Re: Penetration testing via shrinkware


From: James Goldston <jgoldston () sscs net>
Date: Mon, 21 Sep 1998 22:42:43 -0400


Couple of observations.  First, it is all too easy to toss out words like
code walk-throughs and proving this or that.  As far as I know the NCSC has
never done code walk-throughs, except on possibly the smallest code
segments and certainly not an entire system.  I don't think we can expect
the ICSA or anyone else to do this anytime soon.  For a very old reference
(1984) on why you should not trust code walk-throughs, I would direct
interested readers to Ken thompson's paper, "Reflections on Trusting Trust"
at http://www.acm.org/classics/sep95/.


=-=-=-=-= At 08:53 PM 9/20/98 -0400, Marcus wrote: =-=-=-=-=
Verification need not be confined to testing.  You could also do
FORMAL verfication, which involves inspecting the source code, and proving
mathematically that there are no bugs at all.  Let me be perfectly clear:  I
do NOT regard this as a practical approach, I am just observing that it is a
theoretical possibility.  Very few organizations have the resources to
persue
A1 certification for a product of any complexity.  But it is theoretically
possible to prove that a firewall is bug-free.
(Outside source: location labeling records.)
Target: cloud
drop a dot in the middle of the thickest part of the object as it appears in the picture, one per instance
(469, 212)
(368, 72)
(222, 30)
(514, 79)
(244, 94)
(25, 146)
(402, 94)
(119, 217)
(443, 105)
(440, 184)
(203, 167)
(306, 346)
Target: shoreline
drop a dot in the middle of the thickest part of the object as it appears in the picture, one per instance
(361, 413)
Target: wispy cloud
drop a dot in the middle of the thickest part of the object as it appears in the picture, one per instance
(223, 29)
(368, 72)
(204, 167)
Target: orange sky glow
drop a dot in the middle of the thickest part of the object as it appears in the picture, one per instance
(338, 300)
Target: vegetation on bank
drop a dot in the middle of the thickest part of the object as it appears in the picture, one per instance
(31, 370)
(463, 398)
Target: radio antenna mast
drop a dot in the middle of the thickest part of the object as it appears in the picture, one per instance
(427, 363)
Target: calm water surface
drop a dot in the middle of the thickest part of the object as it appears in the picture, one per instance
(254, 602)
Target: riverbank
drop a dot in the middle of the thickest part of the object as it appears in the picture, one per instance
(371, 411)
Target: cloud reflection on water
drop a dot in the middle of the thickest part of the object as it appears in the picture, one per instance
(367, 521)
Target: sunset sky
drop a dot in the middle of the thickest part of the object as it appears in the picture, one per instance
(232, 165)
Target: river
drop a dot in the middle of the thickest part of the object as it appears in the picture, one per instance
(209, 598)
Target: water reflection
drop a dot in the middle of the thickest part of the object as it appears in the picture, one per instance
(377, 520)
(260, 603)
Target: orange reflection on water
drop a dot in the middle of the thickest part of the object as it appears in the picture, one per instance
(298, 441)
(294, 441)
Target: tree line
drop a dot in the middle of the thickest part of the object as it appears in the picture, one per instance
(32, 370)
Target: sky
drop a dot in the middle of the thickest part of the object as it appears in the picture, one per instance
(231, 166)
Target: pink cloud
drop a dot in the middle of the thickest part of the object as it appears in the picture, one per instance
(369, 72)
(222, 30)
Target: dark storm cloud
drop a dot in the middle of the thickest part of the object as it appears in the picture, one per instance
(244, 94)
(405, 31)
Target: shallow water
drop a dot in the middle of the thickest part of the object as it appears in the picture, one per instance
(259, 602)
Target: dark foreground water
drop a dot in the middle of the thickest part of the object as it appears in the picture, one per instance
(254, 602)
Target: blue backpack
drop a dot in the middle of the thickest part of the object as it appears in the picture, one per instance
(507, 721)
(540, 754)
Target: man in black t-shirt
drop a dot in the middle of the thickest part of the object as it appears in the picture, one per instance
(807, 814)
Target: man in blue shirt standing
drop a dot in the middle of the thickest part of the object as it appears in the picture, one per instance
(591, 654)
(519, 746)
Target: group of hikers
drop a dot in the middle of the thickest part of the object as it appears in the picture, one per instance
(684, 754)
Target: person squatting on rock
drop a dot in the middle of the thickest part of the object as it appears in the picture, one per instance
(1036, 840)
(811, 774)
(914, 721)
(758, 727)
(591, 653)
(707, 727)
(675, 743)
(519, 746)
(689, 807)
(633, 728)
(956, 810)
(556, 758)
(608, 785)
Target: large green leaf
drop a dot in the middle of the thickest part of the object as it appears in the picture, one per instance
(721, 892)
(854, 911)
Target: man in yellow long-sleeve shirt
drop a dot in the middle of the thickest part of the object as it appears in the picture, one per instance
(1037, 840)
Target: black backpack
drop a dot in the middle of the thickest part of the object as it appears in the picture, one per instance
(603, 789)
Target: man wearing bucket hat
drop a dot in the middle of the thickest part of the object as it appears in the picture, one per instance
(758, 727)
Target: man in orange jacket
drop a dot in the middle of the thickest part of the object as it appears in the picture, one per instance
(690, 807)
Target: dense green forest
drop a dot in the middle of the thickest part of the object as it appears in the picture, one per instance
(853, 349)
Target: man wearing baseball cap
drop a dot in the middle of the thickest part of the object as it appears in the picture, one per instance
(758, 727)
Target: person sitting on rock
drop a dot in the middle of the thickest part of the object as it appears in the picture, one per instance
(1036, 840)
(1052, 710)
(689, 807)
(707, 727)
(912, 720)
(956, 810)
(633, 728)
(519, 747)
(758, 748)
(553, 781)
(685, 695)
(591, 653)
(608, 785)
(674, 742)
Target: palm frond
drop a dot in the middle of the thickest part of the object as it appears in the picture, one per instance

Bleah. That formal proof stuff is all nonsense. If you spend
a huge amount of effort and are willing to make a lot of
simplifying assumptions (like that your compiler generates
correct code and that your libraries are all correct code
and that your kernel is bug free, and that your CPU microcode
is bug free) then you can prove that "hello.c" is correct.
If things get much more complex than "hello.c" then it's
one of those life-long projects.

Formal vertification is not "inspecting the source code, and proving
mathematically that there are no bugs at all."  For the lack of a better
reference, from the NCSC Purple Book 'design verification is mapping specs
to the security model.  Implementation verification is mapping code to
specs.'  Last time I checked, the latter has been beyond the
state-of-the-art since it was first written for all but play systems.

Also, I'm not sure which is harder, proving the statement that "it is
theoretically possible to prove that a firewall is bug-free" or the
converse.  I would bet on the latter.